In a statement, Life Technologies said it is currently assessing the financial needs of the study as the protocols and parameters are established. The company also urged additional sponsors to join the initiative, which would enable researchers to enroll a greater number of patients.

Fox Chase Cancer Center, TGen, and El Camino will be involved in patient enrollment and will provide clinical care sites for the study. US Oncology will serve as the study's contract research and site management organization.

Enrollment for the pilot study will begin in the latter part of this year. Protocols for the study are currently under development.

As plans for GCCA's pilot study are ironed out, it is likely that enrollees will have their tumor and normal tissue sequenced by TGen, Scripps, and other research institutions using Life Technologies' SOLiD System to identify specific cancer mutations.

Researchers will validate results at a CLIA-certified lab that has not yet been identified. The data will be analyzed by TGen and genomic sequence interpretation firm Omicia. Additionally, a centralized tumor board for the study, involving physicians from Fox Chase Cancer Center, TGen, Scripps, and El Camino Hospital’s Genomic Medicine Institute, will consider the results and develop personalized treatment strategies with patients and their oncologists.

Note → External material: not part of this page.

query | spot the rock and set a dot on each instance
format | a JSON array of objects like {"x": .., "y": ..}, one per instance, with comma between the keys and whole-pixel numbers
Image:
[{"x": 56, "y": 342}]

Life Technologies emphasized that the goal of the study is to work with the patients' doctors, and the intent is not to “usurp the physician’s role,” but to provide doctors with additional information through whole-genome sequencing to help them make treatment decisions for their patients.

“This is a groundbreaking initiative for oncologists and their patients that should demonstrate how whole-genome sequencing with analytics and counseling can identify a treatment plan customized specifically for each seriously ill patient,” Paul Billings, GCCA's chief medical officer and the chief scientific officer at the Genomic Medicine Institute at El Camino Hospital, said in a statement. “There is an urgent need to define and validate a complete medical workflow for genomic-based cancer care.”

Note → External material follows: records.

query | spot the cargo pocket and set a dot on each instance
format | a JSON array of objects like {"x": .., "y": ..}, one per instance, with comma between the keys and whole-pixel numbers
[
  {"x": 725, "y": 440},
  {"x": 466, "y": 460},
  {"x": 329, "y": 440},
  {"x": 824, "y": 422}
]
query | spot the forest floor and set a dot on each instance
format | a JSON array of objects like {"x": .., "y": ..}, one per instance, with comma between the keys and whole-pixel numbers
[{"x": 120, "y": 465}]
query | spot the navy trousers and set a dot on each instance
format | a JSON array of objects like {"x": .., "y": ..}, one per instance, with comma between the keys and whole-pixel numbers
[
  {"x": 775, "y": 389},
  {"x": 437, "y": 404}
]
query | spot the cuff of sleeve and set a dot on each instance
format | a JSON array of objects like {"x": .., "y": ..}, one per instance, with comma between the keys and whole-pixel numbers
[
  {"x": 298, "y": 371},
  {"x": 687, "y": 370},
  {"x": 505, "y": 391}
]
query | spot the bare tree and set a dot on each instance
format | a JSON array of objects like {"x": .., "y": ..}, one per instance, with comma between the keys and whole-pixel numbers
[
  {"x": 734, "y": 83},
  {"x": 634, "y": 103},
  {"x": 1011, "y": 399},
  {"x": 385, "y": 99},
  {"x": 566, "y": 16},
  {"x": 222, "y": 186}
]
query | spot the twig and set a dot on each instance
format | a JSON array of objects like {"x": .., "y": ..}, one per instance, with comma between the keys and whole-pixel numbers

Life Technologies' work with GCCA is an expansion of an effort announced in March in which the company, TGen, and US Oncology are sequencing the whole genomes of 14 patients with triple-negative breast cancer whose disease has advanced despite treatment. The current effort with GCCA will not just focus on breast cancer but on a wide range of cancer malignancies.

It is currently unclear whether the treatment for cancer patients identified by whole-genome sequencing data to be responsive to an off-label drug will be covered by their insurers.

Life Technologies said that if any of its employees participate in this study, the company will pay for off-label treatments recommended by researchers and their treating physicians. Lucier estimated that each year, within the 9,000-employee company, between 30 to 40 will get cancer.

The company also cited the 2009 Bisgrove breast cancer trial — a study led by TGen that used molecular profiling to identify targeted therapies for 66 cancer patients — and pointed out that “nearly all” patients' insurers agreed to cover the course of treatment recommended through the study.

Bisgrove, which used microarrays to profile patients' gene expression, was ultimately successful in improving patient survival rates.

Several of the institutes involved in GCCA are already invested in advancing genomically guided personalized medicine. Scripps Genomic Medicine, a program of the Scripps Health organization, is focused on using genetic information to create individual treatment plans. Additionally, in 2008, the Scripps Translational Science Institute announced that it was joining forces with Navigenics, Affymetrix, and Microsoft to conduct a 20-year study investigating whether arming individuals with their personal genomic information will motivate them to make preventative lifestyle changes or seek medical care (PGx Reporter 10/17/08).

The Genomic Medicine Institute at El Camino Hospital, meantime, is attempting to integrate the genomic data of patients presenting at the hospital located in Silicon Valley. The institute is working with DNA Direct to counsel patients about how their genomic data can impact their healthcare (PGx Reporter 04/01/09).

More information about enrollment in the study will be made available through GCCA in the coming months.